Dans Trash Vortex, Eugénie Valier, héritière multimilliardaire d’un grand groupe industriel, est fascinée par l’hypothèse de la fin du monde. Dans les esprits contemporains, cette hypothèse prend évidemment la forme de l’apocalypse climatico-écologique, cette revanche paradoxale de la Terre sur une humanité qui en a épuisé les ressources, abîmé les équilibres, à force de prédation aveugle et de soif du profit. Une Terre exsangue se rend inhabitable pour l’espèce qui l’a dévastée. On trouve ici quelque chose de l’ordre de la faute et du châtiment, qui rejoue les grandes semonces théologiques. La séparation entre la destinée de l’humanité souveraine, soucieuse de son unique et propre sort, et celle de l’arche sur quoi elle vit constitue une sorte de péché originel dont nous entrevoyons aujourd’hui l’expiation. L’ironie, c’est que la religion monothéiste elle-même a un rôle historique et anthropologique majeure dans cette dissociation.

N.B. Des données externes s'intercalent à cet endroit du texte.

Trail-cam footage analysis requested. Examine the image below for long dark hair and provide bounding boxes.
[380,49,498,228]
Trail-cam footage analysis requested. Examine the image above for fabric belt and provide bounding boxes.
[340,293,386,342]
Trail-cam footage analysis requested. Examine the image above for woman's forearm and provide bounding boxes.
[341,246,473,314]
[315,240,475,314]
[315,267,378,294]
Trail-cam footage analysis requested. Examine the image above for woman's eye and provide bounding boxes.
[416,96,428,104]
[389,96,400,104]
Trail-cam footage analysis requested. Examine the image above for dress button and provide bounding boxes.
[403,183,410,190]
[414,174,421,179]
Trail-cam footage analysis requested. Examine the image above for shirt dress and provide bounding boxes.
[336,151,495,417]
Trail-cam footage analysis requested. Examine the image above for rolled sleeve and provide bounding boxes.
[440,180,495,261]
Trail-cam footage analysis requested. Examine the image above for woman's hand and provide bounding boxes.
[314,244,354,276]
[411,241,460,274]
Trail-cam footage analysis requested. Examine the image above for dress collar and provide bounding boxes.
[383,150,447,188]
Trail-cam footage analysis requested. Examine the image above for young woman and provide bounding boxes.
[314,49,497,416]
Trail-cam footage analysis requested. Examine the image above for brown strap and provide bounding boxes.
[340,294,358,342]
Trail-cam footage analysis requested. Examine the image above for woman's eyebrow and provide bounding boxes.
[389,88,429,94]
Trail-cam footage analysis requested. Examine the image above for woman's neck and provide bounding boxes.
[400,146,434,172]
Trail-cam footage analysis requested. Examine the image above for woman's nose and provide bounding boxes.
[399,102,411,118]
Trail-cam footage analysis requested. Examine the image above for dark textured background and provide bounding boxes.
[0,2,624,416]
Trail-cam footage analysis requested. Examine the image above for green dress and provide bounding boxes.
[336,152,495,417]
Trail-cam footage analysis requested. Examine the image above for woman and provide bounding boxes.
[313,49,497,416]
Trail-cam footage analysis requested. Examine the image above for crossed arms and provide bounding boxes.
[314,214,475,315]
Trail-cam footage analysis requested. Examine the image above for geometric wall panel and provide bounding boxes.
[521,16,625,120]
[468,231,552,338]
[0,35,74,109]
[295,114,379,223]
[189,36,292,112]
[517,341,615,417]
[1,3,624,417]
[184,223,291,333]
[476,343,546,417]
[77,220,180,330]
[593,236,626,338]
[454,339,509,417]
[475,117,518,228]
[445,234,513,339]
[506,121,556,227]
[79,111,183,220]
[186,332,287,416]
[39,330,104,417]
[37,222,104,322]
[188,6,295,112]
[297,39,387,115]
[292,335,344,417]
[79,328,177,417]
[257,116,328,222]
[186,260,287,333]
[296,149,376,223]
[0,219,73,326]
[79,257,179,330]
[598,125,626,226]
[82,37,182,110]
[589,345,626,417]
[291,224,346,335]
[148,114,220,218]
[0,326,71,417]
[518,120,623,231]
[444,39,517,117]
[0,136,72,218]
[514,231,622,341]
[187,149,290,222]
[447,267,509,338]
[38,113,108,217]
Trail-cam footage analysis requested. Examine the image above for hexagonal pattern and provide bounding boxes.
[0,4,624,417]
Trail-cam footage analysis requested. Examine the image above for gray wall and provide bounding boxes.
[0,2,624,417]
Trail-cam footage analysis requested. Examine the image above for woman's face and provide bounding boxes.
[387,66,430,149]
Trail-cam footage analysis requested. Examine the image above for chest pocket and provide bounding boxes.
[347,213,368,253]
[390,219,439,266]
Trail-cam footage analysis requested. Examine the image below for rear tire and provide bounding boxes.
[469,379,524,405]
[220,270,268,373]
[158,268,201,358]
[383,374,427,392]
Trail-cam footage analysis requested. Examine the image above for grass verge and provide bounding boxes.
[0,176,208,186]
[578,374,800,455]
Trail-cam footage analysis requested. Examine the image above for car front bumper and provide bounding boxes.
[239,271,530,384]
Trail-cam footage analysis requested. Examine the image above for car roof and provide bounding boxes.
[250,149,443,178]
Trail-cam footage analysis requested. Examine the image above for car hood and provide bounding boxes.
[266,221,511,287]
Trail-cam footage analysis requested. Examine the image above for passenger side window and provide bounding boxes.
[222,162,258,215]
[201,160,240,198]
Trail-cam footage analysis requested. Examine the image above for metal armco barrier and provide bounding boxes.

Eugénie Valier a donc recours au langage messianique lorsqu’elle parle à ses visiteurs et leur expose ses lubies apocalyptiques. Elle puise dans ce répertoire aux accents religieux, elle qui pourtant ne confesse aucune croyance. De façon plus discrète, le roman tout entier est imprégné par une iconographie eschatologique. Pour prendre un exemple concret, on peut être frappé par l’organisation spatiale des résidences souterraines et autres bunkers que se font construire les ultra-riches. On la dirait inspirée par la scénographie des mondes de l’au-delà que l’on observe sur les Jugements derniers de la peinture médiévale, avec leurs cases bien découpées, leurs fonctions attitrées. Les divisions du ciel, les compartiments de l’enfer. Comme si, par peur de l’au-delà, les dominants se barricadaient dans leur au-delà anticipé, privé, acheté et conçu pour eux-mêmes. De façon subliminale, ils piochent parmi les visions eschatologiques classiques de notre culture, précisément pour se faire croire qu’ils échapperont aux sentences du jugement.
Vous associez ce désastre environnemental et les spéculations survivalistes et financières qui lui sont liées à une galerie de personnages capitalistes mais pourtant réactionnaires dans leurs fondements idéologiques, et qui ont tous en commun l’esprit de prédation, ainsi qu’un radicalisme politique. Soit un nationalisme qui se manifeste par-delà le monde des affaires, Mathieu Larnaudie…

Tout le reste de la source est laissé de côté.